Luego saltó a Pre – Textos, y ha acabado, de momento, en Libros
del Asteroide. Estos dos últimos sellos me hablan, como lector
conocedor (más o menos, claro) de sus catálogos, de un autor
literario, minoritario pero con algo importante que decir. Y Eduardo
Halfon es un escritor quizá para minorías pero para minorías que
lo disfrutarán mucho. El ejército de los Halfonianos, al que me
sumo, quizá no sea numeroso, pero sin duda será de fieles. Benditas
minorías gozosas.
Eduardo
Halfon es guatemalteco y estudió y vivió durante años en Estados
Unidos. Su formación universitaria fue en ingeniería. Es
descendiente de árabes y de judíos y ahí juega gran parte de su
territorio literario, entre la memoria y la identidad. ¿Quién soy?,
¿quiénes son todos ellos?, como preguntas desde las que ir
repartiendo las ideas y las páginas a su alrededor.
Signor
Hoffman era un libro con cinco relatos sobre alguien tan parecido
a Eduardo Halfon que perfectamente podría ser él y que en cierto
modo se iba desdibujando ante la vida y viajaba para reordenarse.
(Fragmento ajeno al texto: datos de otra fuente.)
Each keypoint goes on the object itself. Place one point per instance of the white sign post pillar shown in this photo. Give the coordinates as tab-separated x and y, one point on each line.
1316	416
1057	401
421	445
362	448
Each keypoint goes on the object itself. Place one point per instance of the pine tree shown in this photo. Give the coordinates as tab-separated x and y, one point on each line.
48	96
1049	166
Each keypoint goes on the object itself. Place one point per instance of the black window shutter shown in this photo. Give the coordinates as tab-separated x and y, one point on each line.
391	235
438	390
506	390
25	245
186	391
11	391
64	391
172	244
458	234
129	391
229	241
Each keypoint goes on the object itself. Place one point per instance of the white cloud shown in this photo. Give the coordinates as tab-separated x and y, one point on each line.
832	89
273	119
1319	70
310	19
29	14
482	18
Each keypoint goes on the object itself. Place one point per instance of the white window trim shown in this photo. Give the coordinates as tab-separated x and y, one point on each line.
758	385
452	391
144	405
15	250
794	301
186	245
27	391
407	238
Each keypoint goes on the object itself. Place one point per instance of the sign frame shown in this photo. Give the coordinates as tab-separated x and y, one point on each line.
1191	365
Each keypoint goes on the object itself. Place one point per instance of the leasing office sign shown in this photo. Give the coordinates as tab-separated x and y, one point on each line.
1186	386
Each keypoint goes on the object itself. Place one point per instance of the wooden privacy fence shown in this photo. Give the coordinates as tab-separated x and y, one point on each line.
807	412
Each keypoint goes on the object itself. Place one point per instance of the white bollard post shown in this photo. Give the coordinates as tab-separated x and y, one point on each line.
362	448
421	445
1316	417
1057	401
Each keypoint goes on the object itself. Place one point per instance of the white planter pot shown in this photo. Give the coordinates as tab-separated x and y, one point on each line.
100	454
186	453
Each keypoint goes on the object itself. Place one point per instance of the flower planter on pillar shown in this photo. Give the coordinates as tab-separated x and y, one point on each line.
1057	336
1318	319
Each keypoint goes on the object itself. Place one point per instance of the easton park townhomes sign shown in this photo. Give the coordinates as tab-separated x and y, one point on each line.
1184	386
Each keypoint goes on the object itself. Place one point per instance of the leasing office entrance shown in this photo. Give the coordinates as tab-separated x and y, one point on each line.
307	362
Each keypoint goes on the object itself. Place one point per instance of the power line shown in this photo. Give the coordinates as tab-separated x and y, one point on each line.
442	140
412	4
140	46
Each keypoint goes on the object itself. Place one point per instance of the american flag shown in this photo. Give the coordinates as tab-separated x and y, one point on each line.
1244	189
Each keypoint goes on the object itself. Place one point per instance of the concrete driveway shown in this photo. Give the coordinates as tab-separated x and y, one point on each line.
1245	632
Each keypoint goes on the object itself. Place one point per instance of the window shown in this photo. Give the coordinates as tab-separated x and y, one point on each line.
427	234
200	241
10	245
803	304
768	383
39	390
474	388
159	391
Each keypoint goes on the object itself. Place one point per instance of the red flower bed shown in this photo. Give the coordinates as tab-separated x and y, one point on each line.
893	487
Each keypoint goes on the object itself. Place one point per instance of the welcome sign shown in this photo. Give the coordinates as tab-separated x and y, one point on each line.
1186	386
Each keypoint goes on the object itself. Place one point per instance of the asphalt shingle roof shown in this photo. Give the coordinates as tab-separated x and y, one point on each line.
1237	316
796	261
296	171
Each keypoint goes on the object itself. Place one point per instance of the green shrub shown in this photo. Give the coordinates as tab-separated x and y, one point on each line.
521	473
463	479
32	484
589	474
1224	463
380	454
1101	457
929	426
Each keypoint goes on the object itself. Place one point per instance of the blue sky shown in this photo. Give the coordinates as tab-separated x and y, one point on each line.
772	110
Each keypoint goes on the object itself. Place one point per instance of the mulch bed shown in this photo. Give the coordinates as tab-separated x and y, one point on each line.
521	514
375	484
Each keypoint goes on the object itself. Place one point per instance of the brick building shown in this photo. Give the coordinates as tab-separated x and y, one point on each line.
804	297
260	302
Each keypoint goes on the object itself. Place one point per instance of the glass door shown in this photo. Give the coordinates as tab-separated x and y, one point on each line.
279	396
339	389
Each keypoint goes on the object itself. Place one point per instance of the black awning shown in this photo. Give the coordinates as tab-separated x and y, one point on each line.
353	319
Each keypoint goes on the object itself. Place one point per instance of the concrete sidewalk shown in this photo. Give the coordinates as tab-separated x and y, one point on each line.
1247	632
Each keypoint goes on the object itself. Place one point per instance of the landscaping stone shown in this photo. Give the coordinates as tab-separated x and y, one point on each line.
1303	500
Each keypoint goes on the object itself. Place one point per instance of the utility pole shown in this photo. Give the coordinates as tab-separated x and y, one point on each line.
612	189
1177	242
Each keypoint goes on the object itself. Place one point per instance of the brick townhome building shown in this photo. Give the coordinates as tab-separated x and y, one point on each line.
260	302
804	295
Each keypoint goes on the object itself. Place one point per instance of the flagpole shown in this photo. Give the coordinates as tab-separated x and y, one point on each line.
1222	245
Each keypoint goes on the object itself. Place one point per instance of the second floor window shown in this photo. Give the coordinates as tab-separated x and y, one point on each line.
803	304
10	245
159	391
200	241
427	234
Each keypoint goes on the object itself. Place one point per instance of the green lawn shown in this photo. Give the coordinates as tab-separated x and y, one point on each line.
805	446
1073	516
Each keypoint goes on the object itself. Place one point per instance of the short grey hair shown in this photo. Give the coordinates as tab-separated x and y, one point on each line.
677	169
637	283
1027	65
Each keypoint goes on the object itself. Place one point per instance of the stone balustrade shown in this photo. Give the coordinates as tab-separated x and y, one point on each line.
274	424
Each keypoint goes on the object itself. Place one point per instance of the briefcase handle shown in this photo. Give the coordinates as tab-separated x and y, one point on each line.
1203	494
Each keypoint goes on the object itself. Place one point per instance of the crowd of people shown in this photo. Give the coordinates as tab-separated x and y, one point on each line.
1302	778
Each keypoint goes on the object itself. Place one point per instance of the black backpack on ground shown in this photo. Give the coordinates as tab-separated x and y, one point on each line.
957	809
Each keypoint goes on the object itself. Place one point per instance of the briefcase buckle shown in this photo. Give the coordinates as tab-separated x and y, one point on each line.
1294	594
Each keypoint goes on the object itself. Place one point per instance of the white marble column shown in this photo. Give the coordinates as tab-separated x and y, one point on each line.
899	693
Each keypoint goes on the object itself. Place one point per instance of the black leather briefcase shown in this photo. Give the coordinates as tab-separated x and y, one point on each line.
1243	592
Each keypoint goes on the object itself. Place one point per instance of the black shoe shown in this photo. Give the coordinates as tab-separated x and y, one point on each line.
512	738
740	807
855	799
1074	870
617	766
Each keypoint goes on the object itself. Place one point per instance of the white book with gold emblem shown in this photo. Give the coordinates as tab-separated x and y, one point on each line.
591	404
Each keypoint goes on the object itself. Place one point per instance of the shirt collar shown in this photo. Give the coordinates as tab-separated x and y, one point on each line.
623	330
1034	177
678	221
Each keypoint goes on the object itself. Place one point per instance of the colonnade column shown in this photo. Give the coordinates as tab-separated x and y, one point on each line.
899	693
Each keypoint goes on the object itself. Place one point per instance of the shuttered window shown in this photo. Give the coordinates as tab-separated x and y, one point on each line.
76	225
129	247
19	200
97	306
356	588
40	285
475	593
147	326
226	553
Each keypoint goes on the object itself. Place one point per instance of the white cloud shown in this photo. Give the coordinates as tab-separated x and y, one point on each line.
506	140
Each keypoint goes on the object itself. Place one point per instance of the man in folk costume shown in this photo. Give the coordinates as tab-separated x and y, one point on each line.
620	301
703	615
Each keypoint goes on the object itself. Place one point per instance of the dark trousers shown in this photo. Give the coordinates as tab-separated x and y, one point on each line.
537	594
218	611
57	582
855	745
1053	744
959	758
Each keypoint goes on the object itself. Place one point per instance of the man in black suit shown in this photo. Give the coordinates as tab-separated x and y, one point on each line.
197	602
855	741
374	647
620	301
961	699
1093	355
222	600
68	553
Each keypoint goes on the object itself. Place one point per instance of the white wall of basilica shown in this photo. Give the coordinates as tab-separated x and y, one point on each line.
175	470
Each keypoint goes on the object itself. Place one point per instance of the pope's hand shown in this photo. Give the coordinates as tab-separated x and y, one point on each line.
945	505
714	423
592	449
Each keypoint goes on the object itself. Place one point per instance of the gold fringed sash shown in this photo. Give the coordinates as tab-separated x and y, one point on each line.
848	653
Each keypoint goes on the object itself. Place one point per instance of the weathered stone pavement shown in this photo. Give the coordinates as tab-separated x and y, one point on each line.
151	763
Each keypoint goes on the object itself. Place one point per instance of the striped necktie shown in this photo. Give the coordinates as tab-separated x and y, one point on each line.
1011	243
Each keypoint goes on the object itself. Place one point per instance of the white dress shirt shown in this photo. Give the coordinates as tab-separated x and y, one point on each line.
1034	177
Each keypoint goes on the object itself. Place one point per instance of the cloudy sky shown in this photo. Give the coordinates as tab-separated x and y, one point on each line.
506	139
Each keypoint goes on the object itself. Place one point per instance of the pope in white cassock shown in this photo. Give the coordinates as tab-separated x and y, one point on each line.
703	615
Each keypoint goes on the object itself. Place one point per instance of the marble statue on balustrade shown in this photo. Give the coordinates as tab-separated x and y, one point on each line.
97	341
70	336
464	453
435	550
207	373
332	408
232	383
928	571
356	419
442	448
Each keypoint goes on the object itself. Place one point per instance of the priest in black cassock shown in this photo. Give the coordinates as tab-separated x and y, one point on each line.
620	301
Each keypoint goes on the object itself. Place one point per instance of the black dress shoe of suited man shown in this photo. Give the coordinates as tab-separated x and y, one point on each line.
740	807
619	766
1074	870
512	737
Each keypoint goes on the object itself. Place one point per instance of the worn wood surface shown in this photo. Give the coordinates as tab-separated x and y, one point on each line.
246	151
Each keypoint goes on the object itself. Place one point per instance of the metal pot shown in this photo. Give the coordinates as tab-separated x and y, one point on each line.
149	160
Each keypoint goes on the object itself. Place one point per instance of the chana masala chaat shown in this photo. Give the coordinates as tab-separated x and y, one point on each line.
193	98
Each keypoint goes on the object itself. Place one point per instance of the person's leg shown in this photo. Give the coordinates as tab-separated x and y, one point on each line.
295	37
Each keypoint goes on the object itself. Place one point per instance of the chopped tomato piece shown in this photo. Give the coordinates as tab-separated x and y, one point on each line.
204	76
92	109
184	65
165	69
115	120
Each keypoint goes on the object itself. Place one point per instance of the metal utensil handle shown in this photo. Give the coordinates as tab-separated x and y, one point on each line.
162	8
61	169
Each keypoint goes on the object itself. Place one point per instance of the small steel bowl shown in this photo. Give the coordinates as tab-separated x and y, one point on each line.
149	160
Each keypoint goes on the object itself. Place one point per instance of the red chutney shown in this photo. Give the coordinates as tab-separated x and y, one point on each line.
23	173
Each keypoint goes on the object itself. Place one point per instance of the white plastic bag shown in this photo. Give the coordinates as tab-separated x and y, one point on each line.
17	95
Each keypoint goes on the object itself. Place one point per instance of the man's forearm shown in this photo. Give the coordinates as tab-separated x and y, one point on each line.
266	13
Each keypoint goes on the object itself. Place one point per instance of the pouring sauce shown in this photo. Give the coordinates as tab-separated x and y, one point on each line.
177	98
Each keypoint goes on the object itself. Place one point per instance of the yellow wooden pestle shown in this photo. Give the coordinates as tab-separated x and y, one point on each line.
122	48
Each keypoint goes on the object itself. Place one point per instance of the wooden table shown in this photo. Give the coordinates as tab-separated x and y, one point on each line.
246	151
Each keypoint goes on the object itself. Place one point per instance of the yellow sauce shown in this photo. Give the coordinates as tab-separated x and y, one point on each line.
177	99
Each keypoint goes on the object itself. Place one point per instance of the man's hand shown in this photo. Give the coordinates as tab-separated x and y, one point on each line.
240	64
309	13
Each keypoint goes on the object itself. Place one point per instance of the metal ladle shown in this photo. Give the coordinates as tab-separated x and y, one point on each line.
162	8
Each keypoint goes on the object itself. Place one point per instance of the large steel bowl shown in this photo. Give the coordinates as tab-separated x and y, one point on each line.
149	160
Monasterio (que es un libro previo) era aún más esencial. El
viaje era aquí el motivo principal de la trama. Su hermana se casa
en Israel y él asiste a esa boda. Pero no hablamos de esos libros,
sino de El boxeador polaco y
Clases de chapin.
Halfon
explica al principio de El boxeador polaco (o quizá es en la
contraportada), que Andrés Trapiello, oída la historia que da
título al libro, le dijo que si no la escribía el propio Halfon, la
escribiría él, pero que esa historia había que contarla. Dice
Halfon, que leído siempre resulta inteligente y un tanto distante,
bordeando la ironía, que ojalá la hubiera escrito Trapiello. ¿Por
qué dice eso? ¿Le duelen a Eduardo Halfon los textos que escribe?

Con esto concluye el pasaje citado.